Dr. Kirabo is interested in understanding the role of inflammation in hypertension. She obtained her PhD from the Department of Physiology and Functional Genomics at the University of Florida College of Medicine. During her PhD training, she was awarded an American Heart Association (AHA) predoctoral fellowship to determine the specific involvement of vascular smooth muscle cell expression of Jak2 in the pathogenesis of cardiovascular disease.

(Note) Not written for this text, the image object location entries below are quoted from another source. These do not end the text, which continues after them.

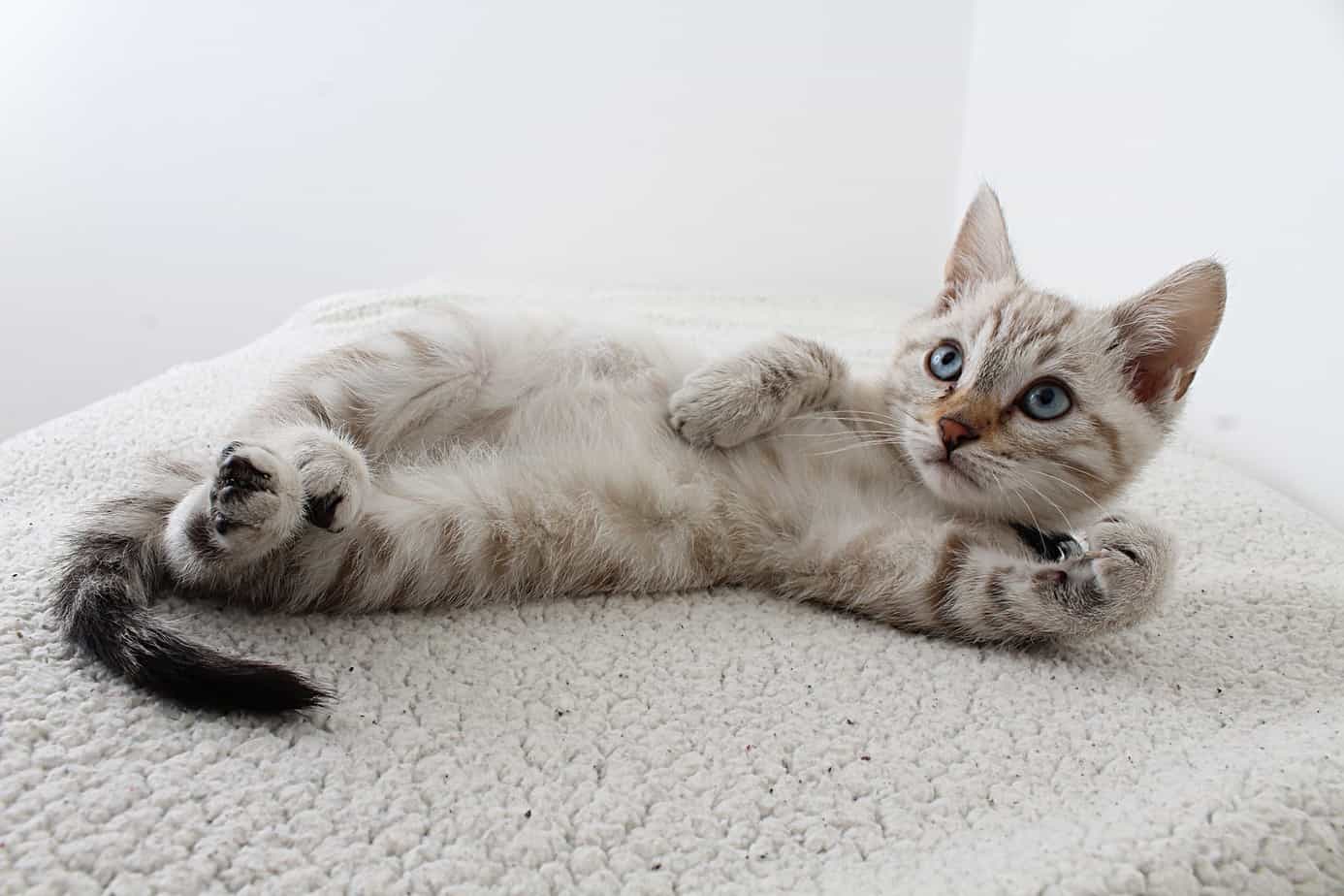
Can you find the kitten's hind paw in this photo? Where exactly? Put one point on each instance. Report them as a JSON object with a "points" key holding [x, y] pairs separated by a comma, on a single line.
{"points": [[335, 480], [256, 500]]}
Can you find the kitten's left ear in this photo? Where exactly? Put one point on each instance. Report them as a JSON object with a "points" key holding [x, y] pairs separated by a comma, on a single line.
{"points": [[1166, 331], [981, 251]]}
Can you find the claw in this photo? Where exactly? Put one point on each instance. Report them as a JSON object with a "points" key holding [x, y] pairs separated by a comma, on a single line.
{"points": [[321, 511]]}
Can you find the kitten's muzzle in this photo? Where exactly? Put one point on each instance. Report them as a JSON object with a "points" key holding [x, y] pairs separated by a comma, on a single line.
{"points": [[954, 432]]}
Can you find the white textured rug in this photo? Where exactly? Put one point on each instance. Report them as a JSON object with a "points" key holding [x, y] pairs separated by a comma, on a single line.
{"points": [[720, 742]]}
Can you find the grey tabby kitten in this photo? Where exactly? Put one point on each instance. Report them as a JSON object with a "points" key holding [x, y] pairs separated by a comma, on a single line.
{"points": [[459, 460]]}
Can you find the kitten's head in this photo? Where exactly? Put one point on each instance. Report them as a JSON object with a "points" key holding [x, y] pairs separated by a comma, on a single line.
{"points": [[1019, 404]]}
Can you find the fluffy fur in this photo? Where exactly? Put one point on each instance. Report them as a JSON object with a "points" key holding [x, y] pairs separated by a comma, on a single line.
{"points": [[464, 459]]}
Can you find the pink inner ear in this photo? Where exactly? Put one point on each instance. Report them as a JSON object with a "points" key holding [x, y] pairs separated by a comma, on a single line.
{"points": [[1151, 376], [1169, 328]]}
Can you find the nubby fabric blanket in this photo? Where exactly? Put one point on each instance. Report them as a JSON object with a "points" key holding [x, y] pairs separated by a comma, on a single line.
{"points": [[720, 742]]}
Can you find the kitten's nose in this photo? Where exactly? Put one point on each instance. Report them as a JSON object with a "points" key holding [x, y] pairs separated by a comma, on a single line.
{"points": [[953, 432]]}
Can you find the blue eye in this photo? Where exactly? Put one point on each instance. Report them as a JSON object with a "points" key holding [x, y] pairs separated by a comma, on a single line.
{"points": [[1046, 400], [945, 362]]}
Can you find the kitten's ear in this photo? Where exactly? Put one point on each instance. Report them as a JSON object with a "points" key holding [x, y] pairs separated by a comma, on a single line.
{"points": [[1166, 331], [981, 251]]}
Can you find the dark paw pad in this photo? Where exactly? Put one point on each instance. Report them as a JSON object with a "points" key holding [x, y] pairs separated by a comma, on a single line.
{"points": [[239, 471], [321, 511]]}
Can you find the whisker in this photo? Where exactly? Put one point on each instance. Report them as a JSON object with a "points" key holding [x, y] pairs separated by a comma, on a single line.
{"points": [[1072, 487], [1058, 509], [1078, 470]]}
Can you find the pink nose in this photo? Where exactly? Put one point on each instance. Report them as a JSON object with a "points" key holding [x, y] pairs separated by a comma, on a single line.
{"points": [[954, 432]]}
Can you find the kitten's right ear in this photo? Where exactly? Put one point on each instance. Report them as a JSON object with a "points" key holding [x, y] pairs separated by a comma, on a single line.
{"points": [[981, 251]]}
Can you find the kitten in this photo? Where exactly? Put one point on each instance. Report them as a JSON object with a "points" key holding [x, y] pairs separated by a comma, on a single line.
{"points": [[459, 460]]}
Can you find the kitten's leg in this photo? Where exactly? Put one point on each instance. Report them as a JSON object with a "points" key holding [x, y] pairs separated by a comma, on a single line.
{"points": [[742, 397], [958, 585]]}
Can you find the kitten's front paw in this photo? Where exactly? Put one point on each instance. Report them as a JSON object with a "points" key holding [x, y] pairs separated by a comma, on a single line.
{"points": [[256, 500], [335, 481], [1132, 563], [716, 410]]}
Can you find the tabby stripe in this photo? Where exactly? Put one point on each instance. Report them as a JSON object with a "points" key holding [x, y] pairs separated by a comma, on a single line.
{"points": [[941, 595]]}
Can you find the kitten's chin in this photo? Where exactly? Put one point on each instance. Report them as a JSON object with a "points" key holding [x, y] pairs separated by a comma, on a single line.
{"points": [[951, 483]]}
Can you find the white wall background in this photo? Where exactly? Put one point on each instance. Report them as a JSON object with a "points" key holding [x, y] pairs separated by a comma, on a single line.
{"points": [[176, 177], [1129, 139]]}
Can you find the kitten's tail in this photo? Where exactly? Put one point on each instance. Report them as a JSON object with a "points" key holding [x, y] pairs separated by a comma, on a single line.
{"points": [[101, 598]]}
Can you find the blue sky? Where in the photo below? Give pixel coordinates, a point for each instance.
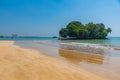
(46, 17)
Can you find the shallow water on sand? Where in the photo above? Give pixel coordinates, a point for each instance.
(106, 63)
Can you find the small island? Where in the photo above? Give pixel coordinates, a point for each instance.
(77, 30)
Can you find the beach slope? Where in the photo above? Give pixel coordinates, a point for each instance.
(25, 64)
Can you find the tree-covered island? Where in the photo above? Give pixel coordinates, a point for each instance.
(77, 30)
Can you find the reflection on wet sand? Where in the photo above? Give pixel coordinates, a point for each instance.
(76, 57)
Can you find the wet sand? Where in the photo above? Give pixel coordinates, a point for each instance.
(26, 64)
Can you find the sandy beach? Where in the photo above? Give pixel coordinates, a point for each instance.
(25, 64)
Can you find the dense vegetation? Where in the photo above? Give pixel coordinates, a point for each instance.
(76, 29)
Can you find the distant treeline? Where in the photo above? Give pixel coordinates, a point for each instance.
(77, 30)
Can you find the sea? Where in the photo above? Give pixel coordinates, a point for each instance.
(98, 56)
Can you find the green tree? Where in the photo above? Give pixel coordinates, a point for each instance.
(89, 31)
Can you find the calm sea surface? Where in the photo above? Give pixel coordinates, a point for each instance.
(101, 57)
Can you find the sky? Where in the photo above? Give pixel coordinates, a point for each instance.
(47, 17)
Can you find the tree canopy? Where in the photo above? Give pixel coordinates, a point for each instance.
(76, 29)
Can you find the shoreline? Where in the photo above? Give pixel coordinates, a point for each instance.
(27, 64)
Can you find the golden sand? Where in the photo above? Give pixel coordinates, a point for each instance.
(25, 64)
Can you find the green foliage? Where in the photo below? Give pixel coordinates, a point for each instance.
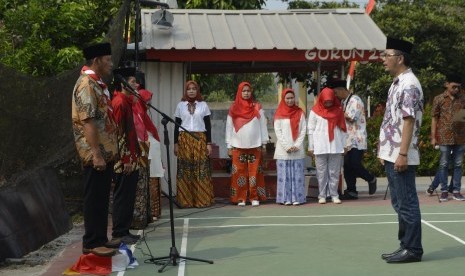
(436, 29)
(222, 4)
(42, 37)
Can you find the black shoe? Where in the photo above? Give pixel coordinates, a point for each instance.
(430, 191)
(132, 236)
(129, 240)
(388, 255)
(114, 243)
(404, 256)
(372, 186)
(450, 189)
(349, 195)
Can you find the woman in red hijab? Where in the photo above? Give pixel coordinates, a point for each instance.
(151, 168)
(246, 138)
(193, 178)
(290, 128)
(327, 143)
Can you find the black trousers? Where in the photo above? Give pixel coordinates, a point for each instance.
(97, 185)
(353, 168)
(124, 197)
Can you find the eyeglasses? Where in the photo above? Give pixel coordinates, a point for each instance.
(385, 55)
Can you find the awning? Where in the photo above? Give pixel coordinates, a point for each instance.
(255, 40)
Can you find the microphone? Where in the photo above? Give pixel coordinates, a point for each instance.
(122, 80)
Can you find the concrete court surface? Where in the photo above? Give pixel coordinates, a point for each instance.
(311, 239)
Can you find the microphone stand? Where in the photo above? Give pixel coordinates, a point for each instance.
(173, 256)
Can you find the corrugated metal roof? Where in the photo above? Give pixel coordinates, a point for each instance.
(343, 29)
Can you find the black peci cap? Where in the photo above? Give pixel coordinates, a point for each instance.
(398, 44)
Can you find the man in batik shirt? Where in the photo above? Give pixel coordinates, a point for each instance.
(449, 136)
(95, 138)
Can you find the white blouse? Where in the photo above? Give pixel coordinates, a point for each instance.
(251, 135)
(284, 141)
(318, 137)
(195, 121)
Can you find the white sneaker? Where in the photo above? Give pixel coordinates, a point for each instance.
(336, 200)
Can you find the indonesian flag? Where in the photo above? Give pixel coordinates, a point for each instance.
(97, 265)
(350, 76)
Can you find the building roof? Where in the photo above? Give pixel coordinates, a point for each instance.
(263, 36)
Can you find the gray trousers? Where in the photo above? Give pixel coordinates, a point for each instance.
(328, 169)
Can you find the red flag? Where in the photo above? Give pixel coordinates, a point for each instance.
(370, 6)
(350, 76)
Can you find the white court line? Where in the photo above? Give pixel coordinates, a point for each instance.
(443, 232)
(292, 225)
(311, 216)
(182, 265)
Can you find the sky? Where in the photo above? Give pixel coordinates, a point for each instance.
(280, 5)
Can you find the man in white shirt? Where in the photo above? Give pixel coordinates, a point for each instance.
(398, 149)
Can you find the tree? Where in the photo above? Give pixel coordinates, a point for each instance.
(44, 37)
(436, 29)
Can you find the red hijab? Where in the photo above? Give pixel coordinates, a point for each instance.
(334, 114)
(243, 111)
(294, 113)
(142, 121)
(186, 98)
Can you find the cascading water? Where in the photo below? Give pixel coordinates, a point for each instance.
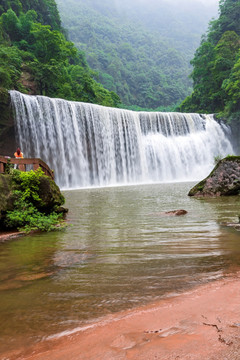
(92, 145)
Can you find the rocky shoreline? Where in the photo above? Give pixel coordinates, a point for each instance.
(224, 180)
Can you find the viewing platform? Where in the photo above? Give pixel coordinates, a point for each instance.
(25, 164)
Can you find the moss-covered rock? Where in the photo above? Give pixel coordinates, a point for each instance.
(224, 180)
(51, 199)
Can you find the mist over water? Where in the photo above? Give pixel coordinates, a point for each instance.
(91, 145)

As a postdoctoral research fellow under the mentorship of Dr. David Harrison at Vanderbilt, she has investigated the role of inflammation in hypertension. Her studies have found that hypertension leads to activation of antigen presenting dendritic cells and that this is superoxide- and isoketal-mediated. She was awarded an AHA postdoctoral fellowship to complete these studies, which are now published in the Journal of Clinical Investigation.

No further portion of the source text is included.